Nancy Genn’s work reflect her own sharp and appreciative eye for detail in both natural and architectural settings. Shape, texture, line, light and color are all balanced and considered not as merely descriptive flourishes, but as essential, striking forces themselves.The works cohere at a point between abstraction and representation — the titles evoke a sense of place rather than specify its absolute parameters, the pieces, which may include calligraphy, pencils marks, bits of an architect’s topographical map and Persian script, allude to a narrative while refusing to tell only one tale. Her abstraction provoke visceral responses — they are reminiscent of landscapes, seascapes or cityscapes, but reach for something beyond a facade or blue horizon. The active visual fields draw the viewer in, allowing us to become part of her experience, as the experience simultaneously becomes our own.
Once again, it seems to be her mother’s early impact that nurtured Genn’s resonating abstract style. Genn owns the notebooks of the Japanese master Hokusai, which her mother purchased in 1917, and feels that his sketchbooks in pen and ink have been an influence on the line and structure of my paintings.” Asian art was “part of the household”, the artist recalls. Throughout her career, which now spans almost five decades, Genn has pursued this early connection with Eastern forms and thought. Although she feels that her mode of geometric abstraction is more widely practiced and accepted on the East coast of the United States, her life long location in California has been a vital source for her art. “I am interested in the realm of ideas — that is why we like Berkeley and the San Francisco Bay area. Here we are on the cutting hedge of thought. We are on the Pacific Rim. There is a link between Western ideas and Asian thought here”.
Her travels throughout all of Asia, as well as to Italy, Greece and Turkey, have profoundly affected her work. The artist gained international recognition in the 1970’s for her experiments with hand made paper. Using what is now known as the “Genn method”, she created three-dimensional abstract works. Not only did she revitalize an ancient Japanese art form but she revitalizes the medium of paper itself. “Paper is an old material but here I have used it in a totally different way”, she says. The resulting works of art unite not only East and West, but the artist’s own experience as both painter and sculptor.
Genn’s more recent works still subtly plays with the three-dimensionality of paper on canvas and the three-dimensionality of sculpture. She may had layers of monotype or printed papers collected from her exotic travels, as if creating a new sense of place rich with personal significance from the literal scraps of ancient destinations.
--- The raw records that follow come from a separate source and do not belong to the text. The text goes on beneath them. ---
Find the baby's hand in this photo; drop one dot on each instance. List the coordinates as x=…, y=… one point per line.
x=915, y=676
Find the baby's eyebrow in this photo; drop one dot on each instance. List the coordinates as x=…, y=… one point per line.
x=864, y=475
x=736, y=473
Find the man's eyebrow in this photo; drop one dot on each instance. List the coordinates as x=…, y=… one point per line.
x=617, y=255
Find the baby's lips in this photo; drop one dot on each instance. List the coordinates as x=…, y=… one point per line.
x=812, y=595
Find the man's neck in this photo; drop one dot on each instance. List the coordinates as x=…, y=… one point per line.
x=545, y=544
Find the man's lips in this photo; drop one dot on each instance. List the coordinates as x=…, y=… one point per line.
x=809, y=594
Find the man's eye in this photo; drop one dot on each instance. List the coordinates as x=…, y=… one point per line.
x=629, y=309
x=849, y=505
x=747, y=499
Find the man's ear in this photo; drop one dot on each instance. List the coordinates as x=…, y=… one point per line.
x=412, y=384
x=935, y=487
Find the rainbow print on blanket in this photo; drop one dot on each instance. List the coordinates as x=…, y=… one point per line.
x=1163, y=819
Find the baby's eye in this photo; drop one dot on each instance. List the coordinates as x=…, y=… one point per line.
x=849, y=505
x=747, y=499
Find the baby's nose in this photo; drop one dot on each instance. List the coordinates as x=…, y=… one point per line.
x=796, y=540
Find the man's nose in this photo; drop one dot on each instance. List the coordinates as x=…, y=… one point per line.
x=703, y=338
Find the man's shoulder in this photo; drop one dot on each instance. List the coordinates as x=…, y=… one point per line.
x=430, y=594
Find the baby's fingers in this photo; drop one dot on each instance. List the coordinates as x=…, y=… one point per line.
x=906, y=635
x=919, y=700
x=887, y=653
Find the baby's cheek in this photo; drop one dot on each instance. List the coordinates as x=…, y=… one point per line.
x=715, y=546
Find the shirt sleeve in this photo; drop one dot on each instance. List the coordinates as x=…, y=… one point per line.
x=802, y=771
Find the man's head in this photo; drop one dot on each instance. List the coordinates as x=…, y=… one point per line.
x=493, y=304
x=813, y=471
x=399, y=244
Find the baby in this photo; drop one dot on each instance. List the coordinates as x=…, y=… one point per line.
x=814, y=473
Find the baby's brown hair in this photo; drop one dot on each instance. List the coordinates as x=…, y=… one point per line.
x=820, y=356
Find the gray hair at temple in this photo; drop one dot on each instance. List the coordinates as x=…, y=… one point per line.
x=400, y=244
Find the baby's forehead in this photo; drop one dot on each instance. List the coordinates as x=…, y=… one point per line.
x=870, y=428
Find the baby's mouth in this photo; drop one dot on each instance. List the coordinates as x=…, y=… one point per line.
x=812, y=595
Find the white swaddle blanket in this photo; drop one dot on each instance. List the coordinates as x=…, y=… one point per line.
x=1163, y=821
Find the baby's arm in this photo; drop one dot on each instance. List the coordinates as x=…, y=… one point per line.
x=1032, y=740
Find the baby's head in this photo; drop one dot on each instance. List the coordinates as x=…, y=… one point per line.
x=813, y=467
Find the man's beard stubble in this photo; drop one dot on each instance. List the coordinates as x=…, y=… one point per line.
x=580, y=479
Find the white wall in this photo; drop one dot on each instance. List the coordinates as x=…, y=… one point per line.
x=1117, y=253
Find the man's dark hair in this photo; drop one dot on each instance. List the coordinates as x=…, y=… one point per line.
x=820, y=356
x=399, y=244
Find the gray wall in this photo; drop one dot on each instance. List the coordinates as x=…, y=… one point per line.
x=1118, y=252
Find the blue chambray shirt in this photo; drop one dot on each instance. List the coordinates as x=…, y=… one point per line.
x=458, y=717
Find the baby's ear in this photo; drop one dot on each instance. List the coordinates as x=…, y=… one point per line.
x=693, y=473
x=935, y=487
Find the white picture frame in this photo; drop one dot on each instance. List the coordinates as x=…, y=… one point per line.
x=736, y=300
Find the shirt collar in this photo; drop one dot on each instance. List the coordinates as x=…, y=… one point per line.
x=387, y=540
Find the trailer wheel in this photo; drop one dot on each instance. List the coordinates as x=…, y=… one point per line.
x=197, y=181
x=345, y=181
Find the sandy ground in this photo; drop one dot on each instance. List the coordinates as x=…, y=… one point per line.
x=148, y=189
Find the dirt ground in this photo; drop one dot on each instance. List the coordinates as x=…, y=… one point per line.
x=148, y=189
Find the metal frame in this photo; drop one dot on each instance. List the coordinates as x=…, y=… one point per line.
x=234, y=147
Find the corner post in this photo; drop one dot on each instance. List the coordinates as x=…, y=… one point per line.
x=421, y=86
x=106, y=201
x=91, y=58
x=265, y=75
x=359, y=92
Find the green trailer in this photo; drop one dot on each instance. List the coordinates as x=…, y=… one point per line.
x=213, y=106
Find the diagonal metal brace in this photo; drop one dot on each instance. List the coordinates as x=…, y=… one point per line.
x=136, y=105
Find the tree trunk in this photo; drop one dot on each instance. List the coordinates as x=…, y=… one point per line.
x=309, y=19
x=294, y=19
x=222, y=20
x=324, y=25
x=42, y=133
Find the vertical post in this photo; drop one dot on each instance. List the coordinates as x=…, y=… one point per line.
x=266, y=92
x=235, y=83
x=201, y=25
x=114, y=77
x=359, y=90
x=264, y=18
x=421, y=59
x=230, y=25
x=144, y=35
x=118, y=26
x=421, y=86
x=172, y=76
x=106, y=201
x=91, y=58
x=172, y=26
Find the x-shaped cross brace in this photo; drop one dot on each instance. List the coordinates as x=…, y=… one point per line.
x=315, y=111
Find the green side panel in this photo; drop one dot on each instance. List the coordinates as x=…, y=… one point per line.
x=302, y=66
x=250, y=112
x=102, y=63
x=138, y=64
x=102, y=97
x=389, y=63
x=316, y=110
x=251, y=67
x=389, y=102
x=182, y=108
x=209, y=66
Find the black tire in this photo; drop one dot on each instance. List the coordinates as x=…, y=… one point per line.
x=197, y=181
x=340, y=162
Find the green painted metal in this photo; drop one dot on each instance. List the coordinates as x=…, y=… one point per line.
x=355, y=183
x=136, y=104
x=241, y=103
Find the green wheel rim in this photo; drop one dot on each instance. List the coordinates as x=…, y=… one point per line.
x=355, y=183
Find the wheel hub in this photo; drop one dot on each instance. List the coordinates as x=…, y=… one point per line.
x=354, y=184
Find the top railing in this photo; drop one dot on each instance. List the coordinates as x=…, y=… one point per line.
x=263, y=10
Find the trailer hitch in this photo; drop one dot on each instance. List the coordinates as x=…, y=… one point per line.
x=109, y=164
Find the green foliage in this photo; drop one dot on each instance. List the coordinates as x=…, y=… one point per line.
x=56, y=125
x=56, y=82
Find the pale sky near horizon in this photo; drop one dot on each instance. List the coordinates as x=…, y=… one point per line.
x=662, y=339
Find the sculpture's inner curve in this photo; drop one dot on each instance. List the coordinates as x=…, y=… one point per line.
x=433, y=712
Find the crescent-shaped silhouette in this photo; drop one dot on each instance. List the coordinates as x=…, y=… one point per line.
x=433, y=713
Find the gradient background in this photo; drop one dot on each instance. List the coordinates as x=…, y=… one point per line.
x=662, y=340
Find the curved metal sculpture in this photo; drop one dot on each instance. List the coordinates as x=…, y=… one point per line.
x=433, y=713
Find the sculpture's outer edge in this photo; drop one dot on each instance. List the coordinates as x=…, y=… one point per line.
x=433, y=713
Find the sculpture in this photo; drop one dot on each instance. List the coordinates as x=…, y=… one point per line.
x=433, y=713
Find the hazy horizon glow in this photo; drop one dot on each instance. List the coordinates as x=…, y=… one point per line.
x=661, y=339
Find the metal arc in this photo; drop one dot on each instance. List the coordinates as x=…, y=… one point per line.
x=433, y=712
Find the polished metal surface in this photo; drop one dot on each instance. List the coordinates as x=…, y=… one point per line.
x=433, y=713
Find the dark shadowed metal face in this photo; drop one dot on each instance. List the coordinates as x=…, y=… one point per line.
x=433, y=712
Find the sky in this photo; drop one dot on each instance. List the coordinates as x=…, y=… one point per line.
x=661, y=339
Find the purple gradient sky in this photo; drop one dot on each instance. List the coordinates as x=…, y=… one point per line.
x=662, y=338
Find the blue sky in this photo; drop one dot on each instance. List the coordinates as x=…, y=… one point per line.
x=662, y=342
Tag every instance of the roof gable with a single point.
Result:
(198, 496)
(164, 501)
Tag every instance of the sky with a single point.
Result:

Memories are not as much catalogued or reported as they are created, emerging from the deep colors she found in Rome, the haunting luminosity she discovered in Turkey’s Lycian shore, or the powerful, solitary ruins she encountered rising up from the desert of Yemen. “I enjoy the possibilities for subtle change; it allows for the thorough explanation of an idea”. Genn’s work seems constantly fluid and changing, beckoning the viewer’s eye to move with it into a delicate tapestry of form, texture and memory.